In “Stochasti-City” Tobias S. Buckell’s characters navigate a ruined, ruthless, and hyper-capitalist future Detroit and “turk themselves out” as freelance odd-jobbers. In hyper-bureaucratic fashion, projects are subdivided to their smallest task and outsourced to oblivious freelancers — entire battles can be fought with each combatant performing a simple task, like transporting a backpack three blocks on the way to work.

In “The Red in the Sky Is Our Blood,” Elizabeth Bear’s protagonist outsources both her stepdaughter’s rearing and safety, under extenuating circumstances. Both Bear and Buckell detail eco-terrorist uprisings (though clearly in sympathy with them). In John Scalzi’s “Utere Nihil Non Extra Quiritationem Suis,” the city of New St. Louis is a near-realization of the Cascadiopolis dream, although by no means utopian.

The authors have clear political sympathies that threaten to overwhelm the stories. One can almost sense, on occasion, a giddiness in their descriptions of capitalist collapse. But they are smart enough to concern themselves with story first — though they might flirt with didacticism, the stories deliver the goods promised: inventive, compelling plots.
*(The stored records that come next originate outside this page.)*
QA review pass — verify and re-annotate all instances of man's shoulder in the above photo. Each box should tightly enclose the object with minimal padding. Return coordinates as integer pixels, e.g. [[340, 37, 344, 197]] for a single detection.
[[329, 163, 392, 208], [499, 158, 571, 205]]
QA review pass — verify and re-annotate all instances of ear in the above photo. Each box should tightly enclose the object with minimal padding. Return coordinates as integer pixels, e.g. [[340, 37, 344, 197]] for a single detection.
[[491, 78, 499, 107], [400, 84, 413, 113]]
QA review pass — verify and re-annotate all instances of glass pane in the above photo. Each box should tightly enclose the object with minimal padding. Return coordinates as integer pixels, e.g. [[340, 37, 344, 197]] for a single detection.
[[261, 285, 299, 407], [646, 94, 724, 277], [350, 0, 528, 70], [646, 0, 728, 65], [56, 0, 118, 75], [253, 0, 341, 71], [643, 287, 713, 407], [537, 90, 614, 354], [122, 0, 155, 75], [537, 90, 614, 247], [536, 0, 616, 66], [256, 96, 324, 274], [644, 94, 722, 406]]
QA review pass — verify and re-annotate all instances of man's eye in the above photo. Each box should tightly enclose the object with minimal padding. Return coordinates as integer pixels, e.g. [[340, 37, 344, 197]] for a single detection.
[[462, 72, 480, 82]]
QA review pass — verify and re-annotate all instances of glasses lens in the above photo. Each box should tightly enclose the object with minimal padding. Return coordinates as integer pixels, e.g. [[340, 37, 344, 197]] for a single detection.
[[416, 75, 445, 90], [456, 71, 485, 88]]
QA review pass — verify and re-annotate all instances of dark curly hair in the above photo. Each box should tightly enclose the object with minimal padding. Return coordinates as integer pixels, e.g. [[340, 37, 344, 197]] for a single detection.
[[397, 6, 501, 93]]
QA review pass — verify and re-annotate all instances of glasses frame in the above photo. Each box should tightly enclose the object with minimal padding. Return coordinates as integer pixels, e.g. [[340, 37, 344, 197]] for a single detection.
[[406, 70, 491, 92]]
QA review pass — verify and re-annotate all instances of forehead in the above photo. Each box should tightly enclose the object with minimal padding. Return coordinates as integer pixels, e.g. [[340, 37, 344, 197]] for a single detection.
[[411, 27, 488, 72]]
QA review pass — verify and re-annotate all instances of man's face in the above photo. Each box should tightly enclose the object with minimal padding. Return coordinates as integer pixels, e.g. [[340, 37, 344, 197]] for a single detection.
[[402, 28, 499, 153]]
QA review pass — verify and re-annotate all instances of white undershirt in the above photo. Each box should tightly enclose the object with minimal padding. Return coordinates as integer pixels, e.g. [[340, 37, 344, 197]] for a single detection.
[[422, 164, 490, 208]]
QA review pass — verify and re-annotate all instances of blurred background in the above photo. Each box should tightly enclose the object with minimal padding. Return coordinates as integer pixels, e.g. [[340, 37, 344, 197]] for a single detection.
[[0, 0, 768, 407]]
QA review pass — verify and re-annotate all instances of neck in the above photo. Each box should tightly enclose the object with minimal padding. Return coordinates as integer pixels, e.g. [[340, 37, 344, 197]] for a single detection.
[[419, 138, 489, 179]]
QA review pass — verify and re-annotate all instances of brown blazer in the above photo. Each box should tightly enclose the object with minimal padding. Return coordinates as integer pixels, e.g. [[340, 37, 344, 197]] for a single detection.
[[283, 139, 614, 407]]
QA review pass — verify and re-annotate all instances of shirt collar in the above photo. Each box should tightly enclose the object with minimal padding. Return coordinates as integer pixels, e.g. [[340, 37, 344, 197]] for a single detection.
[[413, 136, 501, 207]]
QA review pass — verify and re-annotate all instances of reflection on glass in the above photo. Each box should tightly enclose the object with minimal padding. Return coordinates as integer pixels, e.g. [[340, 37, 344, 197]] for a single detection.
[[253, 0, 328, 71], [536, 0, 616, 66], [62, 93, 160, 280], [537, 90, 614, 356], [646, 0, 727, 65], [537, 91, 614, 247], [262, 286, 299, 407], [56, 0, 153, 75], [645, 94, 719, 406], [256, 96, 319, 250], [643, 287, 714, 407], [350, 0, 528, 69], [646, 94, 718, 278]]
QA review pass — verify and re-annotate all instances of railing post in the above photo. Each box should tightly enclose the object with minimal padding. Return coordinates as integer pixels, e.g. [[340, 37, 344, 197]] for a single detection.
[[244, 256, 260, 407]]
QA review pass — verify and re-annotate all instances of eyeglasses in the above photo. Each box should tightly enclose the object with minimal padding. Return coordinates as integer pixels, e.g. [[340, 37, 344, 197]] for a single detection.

However, only Karl Schroeder’s story “To Hie from Far Cilenia” is truly mind-bending. Schroeder’s city is a completely decentralized, virtual one inhabitable only in the imagination — although it’s no less “real” for all that. It’s a city one enters through augmented reality — imagine a high-order video game in which special glasses lay partial or complete images over the visible world.

The environmentalist and capitalist-vs.-anarchist overtones recede while Schroeder highlights a truly futuristic cityscape — a virtual one. Already-existing games like Second Life and World of Warcraft have proven this to be a viable if bizarre idea. Although the odd story out, Schroeder opens up a concept that had started to feel restricting.